Yes, Rahm Emanuel will probably run for Chicago mayor. But can he win?

While speculation has focused on Rahm Emanuel the candidate – and what his departure would mean for the West Wing – there’s no guarantee he'll be Chicago's next mayor.

Jim Young/Reuters/File
White House Chief of Staff Rahm Emanuel looks on from the Colonnade at the White House in Washington in this June 12, 2009 file photo. He is expected to announce his candidacy for Chicago mayor this week.

It’s increasingly looking like Rahm Emanuel’s entry into the Chicago mayor’s race is a sure thing.

The White House chief of staff is expected to announce his candidacy this week, according to numerous sources. He's already been busy conducting polls and calling and meeting with just about every possible opponent.

But, can he win?

While the speculation has mostly focused on Mr. Emanuel the candidate – and what his departure would mean for the West Wing – there’s no guarantee that Chicago will actually have a Mayor Emanuel.

The biggest factor in a city that is roughly one-third white, one-third black, and one-third Hispanic is the racial politics.

Already, both the African-American and Hispanic communities have been fairly vocal about their opposition to Emanuel, in part because the default position in Chicago politics has tended to be each racial group or ethnicity supporting a candidate of its own. The question is whether they’ll be able to unify behind an alternative candidate – something that seems unlikely right now.

According to the Chicago Sun-Times, the city’s black community has been meeting regularly to try to get behind a “consensus” candidate. Options, now that Rep. Jesse Jackson Jr. (D) is out of the running due to scandal, include former Sen. Carol Moseley Braun, Rep. Danny Davis (D), state Sens. James Meeks (D) and Rickey Hendon (D), and several others.

Senator Meeks, who is also a pastor, is popular among other black clergy. But he is a risky choice given his conservative social positions, which may not play well with the broader Chicago electorate.
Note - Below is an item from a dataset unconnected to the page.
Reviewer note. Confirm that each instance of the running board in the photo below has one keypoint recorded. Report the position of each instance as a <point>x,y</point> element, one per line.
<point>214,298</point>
Most of the candidates say they won’t run if they’re not the consensus choice, but settling on a candidate has been rough going, and some of the participants may be getting discouraged.

Meanwhile, Emanuel is reportedly considering hiring Chicago Transit Authority board chairman Terry Peterson – who ran Mayor Richard M. Daley’s campaign years ago – as his campaign manager, in an apparent effort to help his candidacy among African-Americans.

Emanuel’s tough opponents won’t just be from the black community. Hispanics may rally behind Rep. Luis Gutierrez (D) or City Clerk Miguel del Valle. And at least 10 white candidates are considering running, including Cook County Sheriff Tom Dart.

The field of possible candidates should get smaller as the Nov. 22 filing deadline nears, but everyone expects it to be a crowded race. A lack of consensus behind minority candidates could help Emanuel, who has a lot of support from the Chicago business community, in February’s election. But to win, the next mayor is going to have to capture a majority of the votes, almost certainly in a runoff election that would be held between the top two vote-getters in April.